Exceution time: 203.36830377578735


# AC-PLT

In [None]:
from AC_PLT import AC_PLT

parameters = {'n_clusters': np.arange(50, 1800, 50)}
ac_plt = AC_PLT()

file_name = r'{}_{}_results.csv'.format(dataset_name, ac_plt.__class__.__name__)

clf_acplt = ParamSearch(ac_plt, parameters)
clf_acplt.fit(data_matrix[:, :vector_length], data_matrix[:, vector_length+2],file_name)

# Naive Bayes

In [None]:
from Experimentations import ParamSearch
from sklearn.naive_bayes import GaussianNB

parameters = {'var_smoothing': np.geomspace(1e-06, 1e+02, num=9)}
proc = GaussianNB()

file_name = r'{}_{}_results.csv'.format(dataset_name, proc.__class__.__name__)

clf = ParamSearch(proc, parameters)
clf.fit(data_matrix[:, :vector_length], data_matrix[:, vector_length+2],file_name)

# SVC

In [None]:
from Experimentations import ParamSearch
from sklearn.svm import SVC

kernel='rbf'
parameters = {'C': np.geomspace(1e-05, 1e+01, num=7)}
svc_rbf = SVC(kernel=kernel, gamma='auto')
fileName = r'{}_{}{}_results.csv'.format(dataset_name, svc_rbf.__class__.__name__, kernel)

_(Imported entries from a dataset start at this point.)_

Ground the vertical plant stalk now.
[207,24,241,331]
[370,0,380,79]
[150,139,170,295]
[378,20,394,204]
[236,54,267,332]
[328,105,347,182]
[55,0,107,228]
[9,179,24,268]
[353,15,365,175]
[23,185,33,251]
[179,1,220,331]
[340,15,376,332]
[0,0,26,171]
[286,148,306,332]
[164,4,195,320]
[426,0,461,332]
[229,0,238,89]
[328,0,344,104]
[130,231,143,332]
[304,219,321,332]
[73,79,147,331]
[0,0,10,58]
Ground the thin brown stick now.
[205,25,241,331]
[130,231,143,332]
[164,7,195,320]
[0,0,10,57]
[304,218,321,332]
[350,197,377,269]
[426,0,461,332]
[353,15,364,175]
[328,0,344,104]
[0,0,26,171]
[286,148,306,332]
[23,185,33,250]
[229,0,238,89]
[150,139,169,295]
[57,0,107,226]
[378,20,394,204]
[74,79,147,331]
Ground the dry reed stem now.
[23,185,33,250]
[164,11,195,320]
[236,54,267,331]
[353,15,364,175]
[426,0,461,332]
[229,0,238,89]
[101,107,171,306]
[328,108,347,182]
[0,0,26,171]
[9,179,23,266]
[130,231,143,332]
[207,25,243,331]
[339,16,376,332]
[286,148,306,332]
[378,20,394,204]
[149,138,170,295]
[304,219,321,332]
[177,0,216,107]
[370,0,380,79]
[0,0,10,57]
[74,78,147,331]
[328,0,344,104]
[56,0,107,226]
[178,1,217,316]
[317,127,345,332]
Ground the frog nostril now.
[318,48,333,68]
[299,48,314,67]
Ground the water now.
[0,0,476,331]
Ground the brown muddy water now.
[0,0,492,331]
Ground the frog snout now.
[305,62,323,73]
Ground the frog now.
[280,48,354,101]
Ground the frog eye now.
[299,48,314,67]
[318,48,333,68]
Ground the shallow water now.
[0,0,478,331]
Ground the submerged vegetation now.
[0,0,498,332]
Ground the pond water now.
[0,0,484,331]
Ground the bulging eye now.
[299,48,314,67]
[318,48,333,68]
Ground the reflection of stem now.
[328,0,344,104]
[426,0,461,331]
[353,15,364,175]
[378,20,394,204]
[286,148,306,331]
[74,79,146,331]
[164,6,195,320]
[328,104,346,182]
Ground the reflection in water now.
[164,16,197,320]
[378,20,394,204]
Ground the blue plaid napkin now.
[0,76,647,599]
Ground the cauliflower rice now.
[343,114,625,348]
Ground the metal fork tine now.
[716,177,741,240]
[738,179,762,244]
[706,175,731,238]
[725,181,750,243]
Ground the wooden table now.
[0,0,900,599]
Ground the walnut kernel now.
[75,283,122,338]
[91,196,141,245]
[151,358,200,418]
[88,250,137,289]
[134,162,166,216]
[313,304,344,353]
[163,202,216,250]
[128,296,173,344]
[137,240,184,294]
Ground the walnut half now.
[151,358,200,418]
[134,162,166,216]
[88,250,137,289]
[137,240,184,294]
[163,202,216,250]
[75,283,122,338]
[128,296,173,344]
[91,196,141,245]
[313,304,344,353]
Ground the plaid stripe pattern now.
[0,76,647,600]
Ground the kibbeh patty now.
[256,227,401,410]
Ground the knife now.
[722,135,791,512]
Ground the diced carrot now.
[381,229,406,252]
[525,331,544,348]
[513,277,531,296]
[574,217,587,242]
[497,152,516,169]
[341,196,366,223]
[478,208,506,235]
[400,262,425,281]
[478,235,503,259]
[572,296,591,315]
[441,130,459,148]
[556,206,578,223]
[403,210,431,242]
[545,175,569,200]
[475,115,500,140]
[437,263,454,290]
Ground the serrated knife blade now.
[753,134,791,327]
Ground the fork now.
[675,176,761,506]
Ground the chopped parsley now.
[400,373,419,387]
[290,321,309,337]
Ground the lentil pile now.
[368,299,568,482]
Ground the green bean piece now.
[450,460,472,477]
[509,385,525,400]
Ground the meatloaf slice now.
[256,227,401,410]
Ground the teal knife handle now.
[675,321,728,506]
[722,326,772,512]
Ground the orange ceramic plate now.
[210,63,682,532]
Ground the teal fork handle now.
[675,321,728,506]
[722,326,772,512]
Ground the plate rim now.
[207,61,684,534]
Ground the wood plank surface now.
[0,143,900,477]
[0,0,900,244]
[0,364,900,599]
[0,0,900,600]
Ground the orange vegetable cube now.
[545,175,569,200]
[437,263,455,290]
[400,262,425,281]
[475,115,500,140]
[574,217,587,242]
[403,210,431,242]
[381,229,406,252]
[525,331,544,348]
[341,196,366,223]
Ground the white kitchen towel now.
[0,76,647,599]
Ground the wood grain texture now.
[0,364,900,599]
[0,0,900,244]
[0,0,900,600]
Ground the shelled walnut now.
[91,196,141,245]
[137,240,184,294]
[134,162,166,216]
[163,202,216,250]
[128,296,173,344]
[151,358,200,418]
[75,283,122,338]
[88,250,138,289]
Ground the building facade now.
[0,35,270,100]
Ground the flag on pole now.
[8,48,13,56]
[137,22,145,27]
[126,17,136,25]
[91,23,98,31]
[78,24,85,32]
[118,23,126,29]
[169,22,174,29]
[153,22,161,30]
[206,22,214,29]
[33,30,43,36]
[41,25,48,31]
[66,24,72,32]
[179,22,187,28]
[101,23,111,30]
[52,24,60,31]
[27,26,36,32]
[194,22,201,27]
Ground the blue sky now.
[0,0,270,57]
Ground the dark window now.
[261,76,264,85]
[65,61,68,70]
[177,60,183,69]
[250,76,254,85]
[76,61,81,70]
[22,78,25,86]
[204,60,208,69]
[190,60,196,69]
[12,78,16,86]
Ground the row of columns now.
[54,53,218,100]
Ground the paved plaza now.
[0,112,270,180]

clf_acplt = ParamSearch(svc_rbf, parameters)
clf_acplt.fit(data_matrix[:, :vector_length], data_matrix[:, vector_length+2], fileName)

In [None]:
from Experimentations import ParamSearch
from sklearn.svm import SVC

kernel='linear'
parameters = {'C': np.geomspace(1e-05, 1e+01, num=7)}
svc_linear = SVC(kernel=kernel, gamma='auto')
fileName = r'{}_{}{}_results.csv'.format(dataset_name, svc_linear.__class__.__name__, kernel)


clf_acplt = ParamSearch(svc_linear, parameters)
clf_acplt.fit(data_matrix[:, :vector_length], data_matrix[:, vector_length+2])

In [None]:
from Experimentations import ParamSearch
from sklearn.svm import SVC

kernel='poly'
parameters = {'degree': np.arange(1,7)}
svc_poly = SVC(kernel=kernel, gamma='auto')
fileName = r'{}_{}{}_results.csv'.format(dataset_name, svc_poly.__class__.__name__, kernel)

clf_acplt = ParamSearch(svc_poly, parameters)
clf_acplt.fit(data_matrix[:, :vector_length], data_matrix[:, vector_length+2], fileName)

In [None]:
from Experimentations import ParamSearch
from sklearn.svm import SVC

kernel='sigmoid'
parameters = {'C': np.geomspace(1e-05, 1e+01, num=7)}
svc_sigmoid = SVC(kernel=kernel, gamma='auto')
fileName = r'{}_{}{}_results.csv'.format(dataset_name, svc_rbf.__class__.__name__, kernel)

clf_acplt = ParamSearch(svc_sigmoid, parameters)
clf_acplt.fit(data_matrix[:, :vector_length], data_matrix[:, vector_length+2], fileName)

# Decision Tree

In [None]:
from Experimentations import ParamSearch
from sklearn.tree import DecisionTreeClassifier

criterion = 'gini'
parameters = {'max_leaf_nodes': np.arange(100, 1501, 100)}
desition_tree = DecisionTreeClassifier(criterion=criterion)
fileName = r'{}_{}_{}_results.csv'.format(dataset_name, desition_tree.__class__.__name__, criterion)

clf_acplt = ParamSearch(desition_tree, parameters)
clf_acplt.fit(data_matrix[:, :vector_length], data_matrix[:, vector_length+2], fileName)